Since the night of the punch-up things were quieter between Jenny and Norman. But on the rare occasions they were together the room was muggy. It wasn’t day-to-day aggro, nor the drooped, guilty, somehow sexless disgruntlement I had seen overtake many relationships, where the tension never tries to become articulate. No, there was definitely something at stake, some issue, and I felt I ought to be able to see what it was.
Predictably, Norman’s behaviour was more illustrative than that of his wife. Now, in the early evenings, he would moon over the kitchen table, toying with his car keys or staring, glaucous-eyed, at the wall. At some point he’d slope off headlong towards the door – but he was going out just to get out; he had lost that air of breezy purpose.
After my first morning at school, I was in the kitchen, enjoying – rather sweetly, I thought – a sandwich and a glass of milk for lunch. I hardly noticed Norman’s entrance. He came in – again, not to the traditional manic flurry of crashes and shouts, but with hesitation, uncertainty, as if only on reaching the kitchen would he be sure he was in the right house. ‘Oh, hello,’ he said. ‘Jennifer around?’ (‘Jennifer’, in Norman’s parlance, tended to mean ‘that bitch Jenny’.) I said I supposed she was out. We both shrugged. Nodding to himself, as if in thought, he opened the door of the fridge. ‘Any food?” he asked, his eyes quartering the room. Norman’s eyes saw: a sinkful of crockery, a soiled cat-tray, a basket of fetid sheets, knitting kit splayed on the table, a cooker like a tinker’s stall.
The odd thing about what followed was that I had never seen Norman take any interest whatever in domestic affairs, behaving usually as if he were living in a tent or semi-permanent pre-fab – chucking newspapers on the floor, undressing on the stairs, pasting his beetle-crushers over clean upholstery.
He took a step forward and booted the rubbish bin beneath the sink; he sent a pot slithering up the draining-board with the flat of his hand.
These fucking slags,’ he yelled, head thrown back. ‘All they can bloody do is gorge down great fucking fry-ups and squirt ponce all over themselves.’ He flicked on a tap and rolled up his sleeves, tone getting jerky with righteous sarcasm. ‘You work all bloody day and they’re wiggling their bums in fucking dress-shops and spending pounds in Sleazy fucking Wheezy’s or whatever the fucker’s name is.

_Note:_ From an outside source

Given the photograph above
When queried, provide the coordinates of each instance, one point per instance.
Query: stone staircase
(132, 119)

You’re up the shop while they’re on their arses doing their eyes.’ His voice rose half an octave. ‘Juskers they wear the tits doesn’t mean -‘ He cut out on a long, shuddering growl of rage and frustration.
Norman finished the washing-up (with Boy-Scout meticul-ousness), put on his jacket and left the house.
But that wasn’t it. If it had been it, then nothing on earth would have made him do what he had done.
My next encounter with Rachel was on the Friday, three days after the Tea Centre Incident.
It couldn’t have been more spontaneous if I had planned it. All the more startling, because I had resigned myself to dumping the entire Rachel opus. Shaving on Wednesday morning I cringed and winced as I recalled the mawkishness of my thoughts the night before. At best she had felt merely sorry for me; at worst it was phase two of her and DeForest’s plan. I was too scared and ashamed to ring her that evening. Perhaps tomorrow. Nothing ventured, nothing lost.